From mboxrd@z Thu Jan  1 00:00:00 1970
Return-Path: <linux-kernel-owner+w=401wt.eu-S935127AbXLPRg3@vger.kernel.org>
Received: (majordomo@vger.kernel.org) by vger.kernel.org via listexpand
	id S935127AbXLPRg3 (ORCPT <rfc822;w@1wt.eu>);
	Sun, 16 Dec 2007 12:36:29 -0500
Received: (majordomo@vger.kernel.org) by vger.kernel.org id S934417AbXLPRgU
	(ORCPT <rfc822;linux-kernel-outgoing>);
	Sun, 16 Dec 2007 12:36:20 -0500
Received: from waste.org ([66.93.16.53]:46414 "EHLO waste.org"
	rhost-flags-OK-OK-OK-OK) by vger.kernel.org with ESMTP
	id S1751527AbXLPRgT (ORCPT <rfc822;linux-kernel@vger.kernel.org>);
	Sun, 16 Dec 2007 12:36:19 -0500
Date: Sun, 16 Dec 2007 11:34:17 -0600
From: Matt Mackall <mpm@selenic.com>
To: Eric Dumazet <dada1@cosmosbay.com>
Cc: Andrew Morton <akpm@linux-foundation.org>,
       Linux kernel <linux-kernel@vger.kernel.org>,
       Adrian Bunk <bunk@kernel.org>
Subject: Re: [RANDOM] Move two variables to read_mostly section to save memory
Message-ID: <20071216173416.GW19691@waste.org>
References: <47650FBD.2060209@cosmosbay.com>
MIME-Version: 1.0
Content-Type: text/plain; charset=us-ascii
Content-Disposition: inline
In-Reply-To: <47650FBD.2060209@cosmosbay.com>
User-Agent: Mutt/1.5.13 (2006-08-11)
Sender: linux-kernel-owner@vger.kernel.org
List-ID: <linux-kernel.vger.kernel.org>
X-Mailing-List: linux-kernel@vger.kernel.org

On Sun, Dec 16, 2007 at 12:45:01PM +0100, Eric Dumazet wrote:
> While examining vmlinux namelist on i686, I noticed :
> 
> c0581300 D random_table
> c0581480 d input_pool
> c0581580 d random_read_wakeup_thresh
> c0581584 d random_write_wakeup_thresh
> c0581600 d blocking_pool
> 
> That means that the two integers random_read_wakeup_thresh and 
> random_write_wakeup_thresh use a full cache entry (128 bytes).

But why did that happen?

Probably because of this:

        spinlock_t lock ____cacheline_aligned_in_smp;

in struct entropy_store.

And that comes from here:

http://git.kernel.org/?p=linux/kernel/git/tglx/history.git;a=commitdiff;h=47b54fbff358a1d5ee4738cec8a53a08bead72e4;hp=ce334bb8f0f084112dcfe96214cacfa0afba7e10

So we could save more memory by just dropping that alignment.

The trick is to improve the scalability without it. Currently, for
every 10 bytes read, we hash the whole output pool and do three
feedback cycles, each grabbing the lock briefly and releasing it. We
also need to grab the lock every 128 bytes to do some accounting. So
we do 40 locks every 128 output bytes!

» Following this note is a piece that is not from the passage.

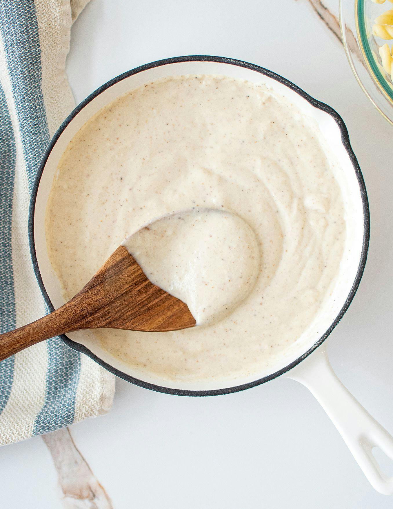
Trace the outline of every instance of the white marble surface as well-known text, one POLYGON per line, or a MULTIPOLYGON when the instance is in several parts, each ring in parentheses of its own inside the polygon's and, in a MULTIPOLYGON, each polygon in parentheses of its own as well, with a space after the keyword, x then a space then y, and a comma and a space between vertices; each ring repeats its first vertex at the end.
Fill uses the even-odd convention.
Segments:
MULTIPOLYGON (((72 37, 68 71, 77 102, 145 62, 208 53, 271 69, 342 115, 368 190, 372 237, 360 289, 329 351, 343 381, 393 433, 393 127, 364 95, 342 46, 308 0, 92 0, 72 37)), ((118 380, 112 412, 71 433, 115 509, 381 509, 393 503, 369 485, 311 394, 288 379, 200 399, 118 380)), ((7 509, 62 507, 42 438, 0 449, 0 490, 7 509)))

Also, the output pool itself
gets bounced back and forth like mad too.

I'm actually in the middle of redoing some patches that will reduce
this to one lock per 10 bytes, or 14 locks per 128 bytes. 

But we can't do much better than that without some fairly serious
restructuring. Like switching to SHA-512, which would take us to one
lock for every 32 output bytes, or 5 locks per 128 bytes with accounting.

We could also switch to per-cpu output pools for /dev/urandom, which
would add 128 bytes of data per CPU, but would eliminate the lock
contention and the pool cacheline bouncing. Is it worth the added
complexity? Probably not.

-- 
Mathematics is the supreme nostalgia of our time.